We continue our journey through the spiritual anatomy of yoga, acknowledging once again that it is a vast subject and, perhaps, all we can hope for is a glimpse of the true radiant light of the Self… and yet, perhaps this is all we need.


This week we continue our examination of the Chakra system with the third chakra and continue to dive in and examine some of the finer points of our spiritual anatomy.


Manipura - The Solar Plexus Chakra


Reflecting on the previous blog in this series discussing the Svadhishthana Chakra, we recall that the philosophical and esoteric concepts of the chakras have changed dramatically since they were first mentioned in the Rig Veda over 5,000 years ago.


Originally proposed as concepts upon which to meditate as part of ancient spiritual disciplines, many of the traditions of the Indo-Subcontinent held vastly different understandings of the chakras, including how many of them there were said to be; with classical Indian traditions teaching of seven major chakras while ancient Buddhist Tantra teachings proposing just four.


The relationship of the chakras themselves with the philosophy and practices of yoga is relatively recent. It wasn’t until the 15th century when the Hatha yogis included the chakra system within their particular tradition.


Hatha Yoga has at its heart the teaching of purification of the body in order to attain the highest experience of yoga; this purification is not just of the physical body and consciousness, but also of the subtle body and energy systems of the physical form.


It is historically interesting to note that before this inclusion within the Hatha Yoga tradition, the chakras were seen as completely irrelevant in the yogi's path towards liberation and self-realisation.


The modern chakra system, and the one that is prevalent in Western thought and discussion on yoga as a whole, is based on a text known as the ‘Kubjikāmata-tantra’, an 11th century manuscript originating from within the Hindu ‘Kaula’ tradition. This text can be traced back as the key source material for our modern understanding of the chakras.


Over the course of time, philosophies and traditions are exposed to each other and, quite naturally, parallels and connections are identified and absorbed within existing traditions. This has often had the effect of the sum being greater than its component parts, and this is precisely what has happened with the chakra system and yoga.

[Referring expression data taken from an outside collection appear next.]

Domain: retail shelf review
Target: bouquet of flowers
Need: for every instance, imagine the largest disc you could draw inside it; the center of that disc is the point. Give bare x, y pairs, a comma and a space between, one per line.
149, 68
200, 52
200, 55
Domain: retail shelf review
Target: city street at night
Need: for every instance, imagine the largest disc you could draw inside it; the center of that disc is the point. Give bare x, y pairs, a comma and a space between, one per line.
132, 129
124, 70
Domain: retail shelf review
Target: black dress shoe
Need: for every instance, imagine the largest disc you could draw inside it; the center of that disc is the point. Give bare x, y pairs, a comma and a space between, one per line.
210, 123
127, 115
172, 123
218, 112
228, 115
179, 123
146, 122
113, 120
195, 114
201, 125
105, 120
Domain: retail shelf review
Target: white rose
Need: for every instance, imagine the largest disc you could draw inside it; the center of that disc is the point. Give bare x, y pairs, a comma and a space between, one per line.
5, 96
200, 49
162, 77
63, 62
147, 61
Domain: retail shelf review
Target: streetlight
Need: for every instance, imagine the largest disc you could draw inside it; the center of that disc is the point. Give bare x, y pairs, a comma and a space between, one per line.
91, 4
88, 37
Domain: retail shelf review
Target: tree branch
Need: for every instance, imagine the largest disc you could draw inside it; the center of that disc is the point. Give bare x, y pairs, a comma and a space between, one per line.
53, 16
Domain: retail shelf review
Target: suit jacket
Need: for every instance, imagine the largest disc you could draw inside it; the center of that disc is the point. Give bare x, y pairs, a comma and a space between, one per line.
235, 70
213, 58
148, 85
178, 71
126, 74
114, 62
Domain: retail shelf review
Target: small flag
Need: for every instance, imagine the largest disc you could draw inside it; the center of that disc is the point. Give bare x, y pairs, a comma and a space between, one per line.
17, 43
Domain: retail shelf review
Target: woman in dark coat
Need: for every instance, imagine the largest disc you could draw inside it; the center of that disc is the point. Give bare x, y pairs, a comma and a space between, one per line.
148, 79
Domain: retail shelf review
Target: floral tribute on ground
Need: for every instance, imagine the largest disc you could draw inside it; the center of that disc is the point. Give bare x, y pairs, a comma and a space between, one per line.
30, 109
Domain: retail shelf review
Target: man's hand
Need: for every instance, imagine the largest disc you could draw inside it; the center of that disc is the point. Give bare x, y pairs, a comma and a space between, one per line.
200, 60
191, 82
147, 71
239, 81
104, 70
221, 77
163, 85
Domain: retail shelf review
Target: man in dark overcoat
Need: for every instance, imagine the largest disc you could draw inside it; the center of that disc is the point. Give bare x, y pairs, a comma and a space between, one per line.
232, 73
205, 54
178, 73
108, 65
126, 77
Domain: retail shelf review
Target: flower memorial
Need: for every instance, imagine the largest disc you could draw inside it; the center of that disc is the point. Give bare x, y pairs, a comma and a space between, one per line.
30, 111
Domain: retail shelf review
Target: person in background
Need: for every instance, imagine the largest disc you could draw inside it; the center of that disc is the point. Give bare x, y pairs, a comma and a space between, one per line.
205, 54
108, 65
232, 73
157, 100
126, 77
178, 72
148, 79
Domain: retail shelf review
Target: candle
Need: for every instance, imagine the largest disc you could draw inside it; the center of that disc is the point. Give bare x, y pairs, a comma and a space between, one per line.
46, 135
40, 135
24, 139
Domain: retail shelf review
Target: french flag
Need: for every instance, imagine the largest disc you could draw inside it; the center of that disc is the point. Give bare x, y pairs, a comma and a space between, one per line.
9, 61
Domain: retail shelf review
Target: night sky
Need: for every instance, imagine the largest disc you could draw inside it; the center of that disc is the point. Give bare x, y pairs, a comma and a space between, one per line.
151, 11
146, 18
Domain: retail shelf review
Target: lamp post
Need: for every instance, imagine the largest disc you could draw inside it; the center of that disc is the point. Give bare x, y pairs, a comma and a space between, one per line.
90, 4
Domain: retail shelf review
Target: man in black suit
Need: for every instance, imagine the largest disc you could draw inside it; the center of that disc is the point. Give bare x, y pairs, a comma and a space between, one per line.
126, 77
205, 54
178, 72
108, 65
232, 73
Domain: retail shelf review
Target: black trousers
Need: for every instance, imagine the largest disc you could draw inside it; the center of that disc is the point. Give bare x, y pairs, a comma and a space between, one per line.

As we examine this fascinating aspect of modern yogic traditions, the yogi must always keep their sense of ‘viveka’, a Sanskrit term meaning ‘right understanding’ or ‘discriminative knowledge’. Traditions do indeed change over the course of history and knowledge is expanded upon as our own exploration and understanding of human consciousness and the major sciences continues to grow.


Yet within all of the knowledge and understanding there is an essence that must not be forgotten; our minds must not be clouded further by unnecessary knowledge that does not support the primary aim of the human soul; self-realisation and liberation.


The third of the chakras is called ‘Manipura’ or the Solar Plexus Chakra.


Energetically found in the body between the navel and the lower ribcage, the characteristic of this chakra are are follows:


Associated Colour: Yellow

Governs: Self-confidence, Self-esteem and Ego

Associated Element: Fire

Mantra: Ram


The Solar Plexus Chakra has the name in Sanskrit of ‘Manipura’, which translates as ‘The City of Jewels’, an acknowledgement of the legendary lustre of this third chakra.


Associated with the element of fire within the energetic system of Hindu thought, this chakra governs the yogi's sense of self and their confidence in being oneself within the temporal world. Many traditions state that this is the only chakra that has an influx of energy from outside the body, as well as an emanative quality like the others.